Staining of live cells with the mitochondria-specific dye DASPMI (2-[4dimethylaminostryl]-1-methylpyridinium iodide) and fluorescence microscopy were as previously described (Yaffe, 1995). Indirect immunofluorescence microscopy was performed as described previously (McConnell et al., 1990). The 9E10 antibodies (Evan et al., 1985) used for immunodetection of c-myc–Mdm12p were purchased from Berkeley Antibody Co. (Richmond, CA).
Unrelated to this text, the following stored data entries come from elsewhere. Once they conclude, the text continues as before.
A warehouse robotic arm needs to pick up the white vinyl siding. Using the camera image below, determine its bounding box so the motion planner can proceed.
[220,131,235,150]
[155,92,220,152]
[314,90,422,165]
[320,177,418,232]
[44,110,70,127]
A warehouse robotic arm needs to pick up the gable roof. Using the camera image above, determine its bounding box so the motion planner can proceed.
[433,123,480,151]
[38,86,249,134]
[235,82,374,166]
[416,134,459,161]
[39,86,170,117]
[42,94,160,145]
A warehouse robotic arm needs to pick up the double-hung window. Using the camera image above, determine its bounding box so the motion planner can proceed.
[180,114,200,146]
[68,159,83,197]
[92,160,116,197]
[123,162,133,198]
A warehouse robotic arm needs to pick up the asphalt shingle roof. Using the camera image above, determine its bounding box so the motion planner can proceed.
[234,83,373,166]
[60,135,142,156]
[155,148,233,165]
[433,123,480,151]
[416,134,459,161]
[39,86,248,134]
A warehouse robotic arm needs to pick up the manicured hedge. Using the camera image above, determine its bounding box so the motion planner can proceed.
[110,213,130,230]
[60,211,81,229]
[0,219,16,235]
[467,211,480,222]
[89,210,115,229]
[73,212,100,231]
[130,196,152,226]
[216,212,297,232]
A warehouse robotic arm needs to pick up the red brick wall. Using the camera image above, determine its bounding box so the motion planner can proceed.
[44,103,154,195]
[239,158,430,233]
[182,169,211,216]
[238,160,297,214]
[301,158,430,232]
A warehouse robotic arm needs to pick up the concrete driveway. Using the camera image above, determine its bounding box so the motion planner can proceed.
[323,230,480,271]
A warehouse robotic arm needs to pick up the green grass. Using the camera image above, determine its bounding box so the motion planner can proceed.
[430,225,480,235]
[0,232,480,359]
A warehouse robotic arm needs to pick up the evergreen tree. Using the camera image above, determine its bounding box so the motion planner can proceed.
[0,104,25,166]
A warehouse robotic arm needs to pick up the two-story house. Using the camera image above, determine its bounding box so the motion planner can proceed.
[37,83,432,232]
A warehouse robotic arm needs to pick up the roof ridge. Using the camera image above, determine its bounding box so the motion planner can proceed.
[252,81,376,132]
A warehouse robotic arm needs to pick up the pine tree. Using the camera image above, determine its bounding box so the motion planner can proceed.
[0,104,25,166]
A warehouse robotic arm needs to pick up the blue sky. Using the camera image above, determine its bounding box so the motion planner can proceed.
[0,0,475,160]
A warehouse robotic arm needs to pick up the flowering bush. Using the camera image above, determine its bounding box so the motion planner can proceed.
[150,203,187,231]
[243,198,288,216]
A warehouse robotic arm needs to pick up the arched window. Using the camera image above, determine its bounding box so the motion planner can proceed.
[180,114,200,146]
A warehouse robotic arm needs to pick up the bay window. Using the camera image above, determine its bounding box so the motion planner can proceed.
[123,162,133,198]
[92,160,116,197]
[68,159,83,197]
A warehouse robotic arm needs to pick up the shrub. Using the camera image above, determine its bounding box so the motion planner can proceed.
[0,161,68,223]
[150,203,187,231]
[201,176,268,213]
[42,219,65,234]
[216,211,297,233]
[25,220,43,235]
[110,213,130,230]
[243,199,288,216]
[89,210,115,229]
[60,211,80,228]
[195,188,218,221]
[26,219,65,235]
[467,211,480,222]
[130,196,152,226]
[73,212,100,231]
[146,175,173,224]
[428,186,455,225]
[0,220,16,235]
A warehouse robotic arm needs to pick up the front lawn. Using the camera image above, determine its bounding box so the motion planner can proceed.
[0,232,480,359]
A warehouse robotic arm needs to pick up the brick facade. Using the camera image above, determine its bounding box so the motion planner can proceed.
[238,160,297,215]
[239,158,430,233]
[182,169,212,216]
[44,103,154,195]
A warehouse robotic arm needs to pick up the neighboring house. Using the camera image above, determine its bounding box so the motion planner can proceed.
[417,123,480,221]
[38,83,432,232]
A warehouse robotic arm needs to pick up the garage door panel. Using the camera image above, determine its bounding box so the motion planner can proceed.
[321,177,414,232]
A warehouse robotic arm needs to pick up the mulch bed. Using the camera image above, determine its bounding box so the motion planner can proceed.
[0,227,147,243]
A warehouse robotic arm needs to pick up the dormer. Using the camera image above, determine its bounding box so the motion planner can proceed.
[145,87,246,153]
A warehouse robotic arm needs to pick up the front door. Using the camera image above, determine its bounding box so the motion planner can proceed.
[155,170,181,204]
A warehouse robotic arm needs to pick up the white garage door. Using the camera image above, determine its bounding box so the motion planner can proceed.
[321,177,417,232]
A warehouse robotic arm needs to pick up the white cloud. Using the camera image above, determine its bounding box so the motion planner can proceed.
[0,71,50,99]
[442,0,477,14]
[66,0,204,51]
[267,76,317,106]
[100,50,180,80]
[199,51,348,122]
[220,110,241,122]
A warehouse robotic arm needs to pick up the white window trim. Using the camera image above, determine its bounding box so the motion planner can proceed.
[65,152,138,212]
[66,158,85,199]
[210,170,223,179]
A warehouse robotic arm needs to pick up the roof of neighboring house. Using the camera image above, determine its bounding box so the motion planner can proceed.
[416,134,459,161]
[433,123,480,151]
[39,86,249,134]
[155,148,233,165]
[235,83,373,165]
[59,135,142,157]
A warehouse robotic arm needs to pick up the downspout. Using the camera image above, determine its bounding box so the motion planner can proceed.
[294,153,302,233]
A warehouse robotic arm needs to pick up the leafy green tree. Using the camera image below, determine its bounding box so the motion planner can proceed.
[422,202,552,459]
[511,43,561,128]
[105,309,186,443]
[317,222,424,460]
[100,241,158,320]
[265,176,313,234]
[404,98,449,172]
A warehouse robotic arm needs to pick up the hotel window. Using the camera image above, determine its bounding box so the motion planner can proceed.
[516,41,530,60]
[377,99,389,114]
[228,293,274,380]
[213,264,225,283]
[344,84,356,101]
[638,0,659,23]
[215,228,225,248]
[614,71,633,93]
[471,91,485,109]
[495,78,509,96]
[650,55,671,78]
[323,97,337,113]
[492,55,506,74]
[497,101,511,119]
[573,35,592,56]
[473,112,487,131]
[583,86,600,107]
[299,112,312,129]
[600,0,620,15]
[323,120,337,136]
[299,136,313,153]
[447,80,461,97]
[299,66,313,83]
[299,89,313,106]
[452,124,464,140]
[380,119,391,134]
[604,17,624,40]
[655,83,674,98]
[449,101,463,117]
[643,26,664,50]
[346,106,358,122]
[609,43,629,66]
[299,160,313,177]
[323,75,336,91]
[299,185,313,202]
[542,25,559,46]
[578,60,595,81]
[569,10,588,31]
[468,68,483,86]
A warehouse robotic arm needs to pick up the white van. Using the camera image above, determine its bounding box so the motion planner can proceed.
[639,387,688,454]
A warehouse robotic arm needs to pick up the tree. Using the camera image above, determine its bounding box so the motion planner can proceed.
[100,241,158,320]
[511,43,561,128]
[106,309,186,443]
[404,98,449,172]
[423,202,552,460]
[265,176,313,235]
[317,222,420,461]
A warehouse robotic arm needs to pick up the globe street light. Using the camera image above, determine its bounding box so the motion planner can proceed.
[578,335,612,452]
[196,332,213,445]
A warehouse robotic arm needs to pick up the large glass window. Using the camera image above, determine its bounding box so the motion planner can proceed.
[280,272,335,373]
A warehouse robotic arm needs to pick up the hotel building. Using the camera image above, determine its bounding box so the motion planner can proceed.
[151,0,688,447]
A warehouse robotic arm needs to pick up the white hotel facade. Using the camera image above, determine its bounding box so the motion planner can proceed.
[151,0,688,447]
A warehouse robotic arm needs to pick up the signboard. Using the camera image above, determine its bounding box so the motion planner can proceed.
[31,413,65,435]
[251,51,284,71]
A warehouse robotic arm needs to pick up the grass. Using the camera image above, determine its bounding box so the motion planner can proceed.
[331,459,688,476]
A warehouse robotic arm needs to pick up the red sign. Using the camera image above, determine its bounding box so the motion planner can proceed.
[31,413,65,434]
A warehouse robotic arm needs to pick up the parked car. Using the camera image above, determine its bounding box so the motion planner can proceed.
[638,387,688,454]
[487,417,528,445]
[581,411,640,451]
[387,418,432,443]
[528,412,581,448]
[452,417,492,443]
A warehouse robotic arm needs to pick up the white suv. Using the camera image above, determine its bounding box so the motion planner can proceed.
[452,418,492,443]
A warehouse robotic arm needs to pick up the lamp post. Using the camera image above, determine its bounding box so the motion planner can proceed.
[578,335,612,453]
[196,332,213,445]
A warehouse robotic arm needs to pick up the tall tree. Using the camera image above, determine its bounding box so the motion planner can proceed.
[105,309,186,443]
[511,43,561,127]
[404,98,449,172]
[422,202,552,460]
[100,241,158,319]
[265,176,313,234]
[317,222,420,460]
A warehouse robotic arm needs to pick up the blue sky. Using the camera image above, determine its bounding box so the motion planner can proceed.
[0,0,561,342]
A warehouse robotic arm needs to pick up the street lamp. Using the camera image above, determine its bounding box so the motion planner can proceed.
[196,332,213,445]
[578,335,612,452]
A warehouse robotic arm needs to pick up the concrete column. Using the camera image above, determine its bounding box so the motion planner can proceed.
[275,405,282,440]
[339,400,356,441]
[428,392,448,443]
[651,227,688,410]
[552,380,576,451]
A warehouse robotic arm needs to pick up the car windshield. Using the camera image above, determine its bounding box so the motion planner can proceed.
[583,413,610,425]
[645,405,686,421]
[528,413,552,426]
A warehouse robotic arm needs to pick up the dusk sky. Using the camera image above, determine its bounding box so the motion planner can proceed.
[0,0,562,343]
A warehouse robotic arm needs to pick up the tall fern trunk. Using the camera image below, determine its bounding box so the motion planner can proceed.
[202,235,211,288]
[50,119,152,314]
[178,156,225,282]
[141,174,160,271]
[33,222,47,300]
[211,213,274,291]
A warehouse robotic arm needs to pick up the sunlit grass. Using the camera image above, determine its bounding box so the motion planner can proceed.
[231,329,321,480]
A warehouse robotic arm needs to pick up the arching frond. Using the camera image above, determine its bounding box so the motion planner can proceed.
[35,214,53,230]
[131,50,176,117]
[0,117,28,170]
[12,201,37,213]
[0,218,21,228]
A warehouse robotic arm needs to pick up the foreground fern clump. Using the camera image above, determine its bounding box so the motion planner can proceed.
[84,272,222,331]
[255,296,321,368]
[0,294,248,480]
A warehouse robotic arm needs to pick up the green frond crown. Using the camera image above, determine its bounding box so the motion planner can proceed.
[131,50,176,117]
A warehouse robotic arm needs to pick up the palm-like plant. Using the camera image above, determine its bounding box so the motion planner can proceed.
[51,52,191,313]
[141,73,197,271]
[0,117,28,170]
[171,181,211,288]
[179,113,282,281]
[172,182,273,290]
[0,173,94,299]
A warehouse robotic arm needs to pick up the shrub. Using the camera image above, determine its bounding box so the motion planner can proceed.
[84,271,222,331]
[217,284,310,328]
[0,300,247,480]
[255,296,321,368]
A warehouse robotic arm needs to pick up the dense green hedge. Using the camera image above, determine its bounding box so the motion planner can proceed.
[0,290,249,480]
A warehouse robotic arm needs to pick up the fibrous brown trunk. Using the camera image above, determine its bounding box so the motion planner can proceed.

Yeast cells were grown in semisynthetic lactate medium (Daum et al., 1982), homogenized, and subjected to differential centrifugation to isolate mitochondria and other subcellular fractions as previously described (Yaffe, 1991; Schauer et al., 1985). Mitochondrial subfractions were isolated as described by Daum et al. (1982). Extraction of mitochondria with sodium carbonate solution was performed as described (Sogo and Yaffe, 1994). SDS-PAGE and immunoblotting were performed by standard procedures (Douglas and Butow, 1976; Towbin et al., 1979).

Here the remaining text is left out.